Alfred Bourgeois was sentenced to death in 2004 for the murder of his own daughter. As the Associated Press explains, Bourgeois lived in Louisiana with his wife and two children. After the separation, the man obtained custody of his daughter and, according to the court case, tortured his daughter several times, sexually abused her and ended up killing the minor during a truck trip in Texas. The fact that the crimes occurred in several states made the jurisdiction go to federal justice.

Bourgeois’s lawyers argue that the convict had cognitive disabilities and emphasized that it was “shameful” to kill him “regardless of his intellectual disability,” especially after several years of good behavior in jail. The defendant’s legal representatives sought to commute the sentence to life imprisonment, but the court rejected the request.

The case of Brandon Bernard, killed Thursday, had drawn the attention of several public figures, who called for the suspension of the death penalty. The famous lawyers Alan Dershowitz and Ken Starr, who had defended Trump in the process of the impeachment process, joined the cause and also sought to stay the execution, but the White House did not comply with the request.

Bernard was murdered by the United States after being convicted of the death of a couple in Iowa in 1999. He and other young gang members had kidnapped the couple in the state of Texas. At the time of the crime, Bernard was 18 years old.

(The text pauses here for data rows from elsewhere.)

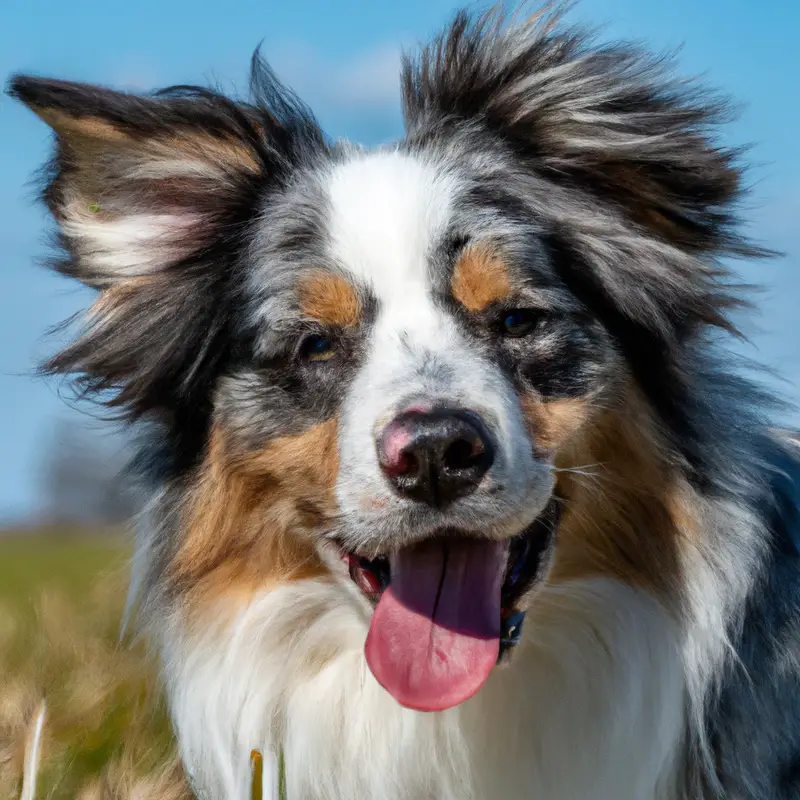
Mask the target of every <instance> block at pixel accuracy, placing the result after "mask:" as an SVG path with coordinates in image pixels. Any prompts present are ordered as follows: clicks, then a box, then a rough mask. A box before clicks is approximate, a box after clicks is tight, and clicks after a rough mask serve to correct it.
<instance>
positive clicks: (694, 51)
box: [0, 0, 800, 523]
mask: <svg viewBox="0 0 800 800" xmlns="http://www.w3.org/2000/svg"><path fill="white" fill-rule="evenodd" d="M455 8H456V6H455V5H453V4H452V3H451V2H448V1H447V0H405V2H403V3H392V2H388V0H360V1H359V0H298V2H291V3H287V2H274V0H260V2H256V0H232V2H227V3H220V2H209V0H191V2H189V1H188V0H138V2H136V3H122V2H110V3H102V2H97V0H91V2H90V0H69V1H68V2H65V0H3V2H2V10H0V77H2V78H3V79H4V80H5V78H7V76H8V75H10V74H11V73H12V72H15V71H30V72H34V73H38V74H42V75H50V76H56V77H60V78H68V79H73V80H83V81H94V82H98V83H105V84H108V85H112V86H115V87H118V88H128V89H150V88H156V87H158V86H163V85H167V84H172V83H208V82H213V83H217V84H219V85H221V86H223V87H226V88H230V89H234V90H235V89H243V88H244V87H245V85H246V83H245V82H246V70H247V64H248V60H249V57H250V54H251V52H252V51H253V49H254V48H255V47H256V46H257V45H258V44H259V42H263V52H264V55H265V56H266V57H267V58H268V59H269V60H270V61H271V62H272V63H273V65H274V66H275V67H276V69H277V70H278V72H279V73H280V74H281V75H282V77H283V78H284V79H285V80H286V81H287V82H288V83H290V84H291V85H293V86H294V88H295V89H296V90H297V91H298V92H299V93H300V94H301V95H302V96H303V97H304V98H305V99H306V100H307V101H308V102H310V103H311V104H312V106H314V108H315V110H316V112H317V114H318V116H319V117H320V119H321V121H322V123H323V125H324V126H325V127H326V129H327V131H328V133H329V134H331V135H332V136H335V137H339V136H346V137H348V138H351V139H359V140H362V141H365V142H367V143H376V142H380V141H385V140H390V139H392V138H395V137H397V136H398V135H399V133H400V131H401V123H400V116H399V110H398V90H397V65H398V61H399V53H400V51H401V49H402V48H409V47H413V45H414V44H415V43H416V42H419V41H423V40H425V39H426V38H427V37H428V36H429V35H430V34H431V33H432V32H433V31H435V30H437V29H438V28H439V27H440V26H441V25H442V24H444V22H445V21H446V20H447V19H448V17H449V16H450V15H451V14H452V12H453V10H454V9H455ZM571 16H572V17H574V18H577V19H580V20H581V21H585V22H587V23H589V24H591V25H601V26H603V27H604V31H605V34H604V35H606V36H609V37H615V38H616V37H623V38H632V39H636V40H639V41H644V42H646V43H648V44H649V45H651V46H653V47H654V48H656V49H659V50H663V49H673V48H676V47H679V46H682V51H681V54H680V61H679V63H680V66H681V69H682V71H684V72H687V73H691V74H703V75H704V76H705V77H706V80H707V81H709V82H711V83H713V84H714V85H716V86H718V87H720V88H722V89H723V90H725V91H726V92H728V93H729V94H732V95H733V96H734V97H736V98H738V99H739V100H741V101H742V102H743V103H744V104H745V106H744V110H743V112H742V115H741V118H740V120H739V121H738V122H737V123H735V124H733V125H732V126H731V127H730V129H729V131H728V133H727V136H728V139H729V141H730V142H731V143H751V144H753V149H752V151H751V154H750V160H751V162H752V163H753V164H754V165H755V167H754V169H753V172H752V174H751V179H752V183H753V199H752V208H751V210H750V214H749V218H750V219H751V220H752V232H753V234H754V235H755V236H756V237H757V238H758V239H759V240H761V241H762V242H764V243H765V244H767V245H769V246H771V247H774V248H777V249H780V250H782V251H784V252H785V253H787V255H786V256H785V257H783V258H781V259H778V260H776V261H773V262H770V263H759V264H756V265H747V266H745V267H743V268H742V272H743V275H744V277H745V278H746V279H747V280H748V281H754V282H756V283H758V284H760V285H762V286H763V287H764V290H763V293H762V294H761V296H760V298H759V300H760V303H759V304H760V309H761V314H760V316H759V317H758V318H757V319H756V320H755V321H754V322H753V323H748V325H747V328H746V330H747V332H748V333H749V334H750V336H751V340H752V344H751V345H748V346H747V347H745V348H744V352H745V353H746V354H747V355H749V356H751V357H753V358H756V359H757V360H758V361H760V362H762V363H764V364H766V365H768V366H769V367H771V368H773V369H775V370H777V371H778V372H779V373H780V374H782V375H783V377H784V379H785V381H784V382H782V383H779V384H777V385H778V387H779V388H781V390H782V391H783V393H784V394H785V395H786V396H788V397H789V398H790V399H791V400H792V401H794V402H798V403H800V388H798V386H800V343H798V339H800V336H799V335H798V334H799V333H800V321H798V318H800V157H798V155H797V153H798V137H799V136H800V102H798V88H797V87H798V85H800V50H798V48H797V45H796V37H797V31H798V30H800V3H790V2H787V1H786V0H762V1H761V2H759V3H757V4H754V3H744V2H731V1H730V0H702V2H697V0H583V1H582V2H580V3H579V4H578V5H577V7H576V8H575V10H573V11H572V12H571ZM0 141H2V148H1V149H0V153H2V155H0V297H2V306H0V309H1V310H2V313H0V442H2V453H3V457H2V458H0V523H2V522H9V521H12V520H15V519H21V518H23V517H25V516H26V515H29V514H31V513H35V512H36V510H37V509H38V508H39V486H40V484H39V475H40V467H41V463H42V460H43V454H44V451H45V448H46V447H47V446H48V441H49V439H50V437H51V436H52V432H53V427H54V424H55V421H56V420H57V419H63V418H67V419H68V420H70V421H74V423H75V424H83V422H84V416H83V415H81V414H78V412H76V411H74V410H72V409H70V408H69V407H68V405H67V404H66V402H65V401H64V400H63V399H61V398H60V397H59V392H58V388H59V387H58V385H56V384H53V383H47V382H43V381H41V380H39V379H34V378H33V377H32V376H31V371H32V369H33V366H34V364H35V362H36V359H37V358H38V357H41V356H43V355H45V354H46V353H48V352H49V351H50V350H52V348H53V346H54V341H55V340H53V339H47V338H45V337H44V332H45V330H46V329H47V328H48V327H49V326H51V325H53V324H55V323H57V322H59V321H60V320H62V319H64V318H65V317H67V316H69V315H71V314H72V313H74V312H75V311H77V310H78V309H80V308H82V307H84V306H85V305H86V303H87V301H88V300H89V295H88V293H86V292H85V291H84V290H81V289H79V288H76V287H74V286H72V285H71V284H69V283H66V282H64V281H63V280H62V279H59V278H57V277H55V276H52V275H50V274H48V273H46V272H45V271H44V270H43V269H41V268H39V267H37V266H35V261H36V259H37V258H40V257H41V256H43V255H44V254H45V253H46V246H45V243H44V237H43V233H44V230H45V226H44V215H43V213H42V211H41V209H39V208H38V207H36V206H35V205H34V204H33V202H32V191H31V189H30V186H29V183H28V182H29V180H30V178H31V175H32V173H33V172H34V170H36V169H37V168H38V167H39V166H40V165H41V163H42V161H43V159H44V157H45V154H46V152H47V145H48V135H47V132H46V130H45V128H44V126H43V125H42V124H41V123H39V122H38V121H37V120H36V119H35V118H34V117H33V115H32V114H30V113H29V112H27V111H26V110H25V109H23V108H22V107H18V106H17V105H16V104H14V103H12V102H11V101H10V100H8V99H7V98H3V99H2V100H0ZM792 419H793V421H795V422H800V417H798V416H797V415H796V414H795V415H794V416H793V418H792Z"/></svg>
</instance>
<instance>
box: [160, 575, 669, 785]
mask: <svg viewBox="0 0 800 800" xmlns="http://www.w3.org/2000/svg"><path fill="white" fill-rule="evenodd" d="M526 625H527V629H526V630H527V637H526V640H525V641H524V643H523V645H522V646H520V648H519V651H518V652H517V653H516V655H515V658H514V659H513V661H512V663H511V665H510V666H509V667H506V668H499V669H497V670H496V671H495V673H494V674H493V675H492V677H491V678H490V680H489V682H488V683H487V685H486V686H485V687H484V688H483V689H482V690H481V691H480V692H479V693H478V695H476V696H475V698H473V699H472V700H471V701H469V702H467V703H466V704H464V705H463V706H461V707H459V708H456V709H452V710H450V711H447V712H444V713H441V714H421V713H417V712H413V711H408V710H406V709H403V708H401V707H400V706H399V705H398V704H397V703H396V702H395V701H394V700H393V699H392V698H391V697H390V696H389V695H388V694H387V693H386V692H384V691H383V689H381V688H380V687H379V686H378V684H377V683H376V681H375V680H374V678H373V677H372V675H371V673H370V672H369V670H368V669H367V667H366V664H365V661H364V658H363V654H362V650H363V644H364V637H365V634H366V630H367V622H366V619H365V617H364V615H363V613H362V612H361V611H359V609H358V608H357V606H355V605H350V604H349V603H348V602H347V601H346V599H345V595H344V594H343V593H342V591H341V589H340V587H338V586H337V585H336V584H335V583H333V582H322V581H307V582H302V583H297V584H294V585H292V586H285V587H282V588H280V589H277V590H275V591H273V592H271V593H265V594H263V595H261V596H259V597H257V598H256V599H255V600H254V601H253V602H252V604H251V605H249V606H248V607H247V608H246V609H243V610H242V611H240V612H239V613H238V614H237V615H236V616H235V617H234V618H233V619H228V620H227V621H226V622H220V623H219V624H218V625H217V626H212V627H210V628H206V629H205V630H203V631H202V632H201V633H199V634H197V635H195V636H192V635H189V634H187V633H186V631H185V630H183V629H182V627H181V624H180V621H179V620H178V619H177V618H175V619H173V620H172V621H171V623H170V624H169V625H168V626H167V627H166V628H165V629H164V639H163V641H164V649H165V657H166V658H165V665H166V675H167V680H168V684H169V688H170V696H171V699H172V710H173V714H174V718H175V722H176V725H177V728H178V734H179V740H180V743H181V751H182V756H183V758H184V760H185V763H186V765H187V767H188V769H189V771H190V773H191V774H192V776H193V779H194V781H195V783H196V785H197V789H198V791H199V792H200V795H201V797H204V798H206V797H207V798H215V799H216V798H227V799H230V800H234V798H235V799H236V800H239V798H241V800H249V798H248V795H247V791H248V789H247V787H248V781H249V754H250V750H251V749H252V748H253V747H259V748H261V749H263V750H265V751H266V752H267V753H269V752H271V753H272V754H273V755H274V754H275V753H277V752H278V750H279V749H282V751H283V754H284V757H285V762H286V779H287V792H288V796H289V798H291V800H312V799H313V800H317V799H321V798H325V800H340V799H341V800H344V799H345V798H347V800H353V799H354V798H359V799H360V798H370V800H434V799H435V800H470V799H471V798H475V799H476V800H482V799H483V798H489V797H499V798H504V800H523V798H524V799H525V800H528V799H529V798H547V800H578V798H581V799H583V798H592V800H670V799H671V798H677V797H678V796H679V795H678V794H677V786H676V781H675V776H676V774H677V765H678V763H679V758H678V753H679V748H680V745H681V743H682V736H683V730H684V715H683V701H684V688H685V687H684V683H683V678H682V675H683V671H682V665H681V653H680V638H681V637H680V632H679V631H678V630H677V628H676V627H675V626H674V625H673V623H672V622H671V621H670V619H669V617H668V616H667V614H666V613H665V612H664V611H663V610H662V609H661V608H660V607H659V605H658V604H657V603H656V602H655V601H654V600H653V599H652V598H651V597H649V596H648V595H647V594H645V593H643V592H640V591H636V590H634V589H631V588H628V587H625V586H623V585H621V584H619V583H616V582H614V581H611V580H601V579H598V580H592V581H582V582H575V583H573V584H570V585H565V586H561V587H560V588H550V589H547V590H545V591H544V592H543V593H542V594H541V595H540V598H539V600H538V601H537V604H536V607H535V609H534V610H533V611H532V612H531V613H530V614H529V619H528V621H527V623H526Z"/></svg>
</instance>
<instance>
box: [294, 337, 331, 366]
mask: <svg viewBox="0 0 800 800" xmlns="http://www.w3.org/2000/svg"><path fill="white" fill-rule="evenodd" d="M301 353H302V356H303V358H304V359H305V360H306V361H314V362H319V361H330V359H332V358H334V356H335V355H336V346H335V345H334V343H333V340H332V339H330V338H329V337H327V336H321V335H318V334H313V335H312V336H308V337H307V338H306V339H305V341H304V342H303V346H302V349H301Z"/></svg>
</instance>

Donald Trump does not expect to abide by the tradition of suspending the execution of capital sentences during the presidential transition period: Three more deaths of US citizens convicted of serious crimes are expected before January 20, when Joe Biden takes office. The future president of the United States has already said that he intends to end the death penalty at the federal level and work to do the same in individual states.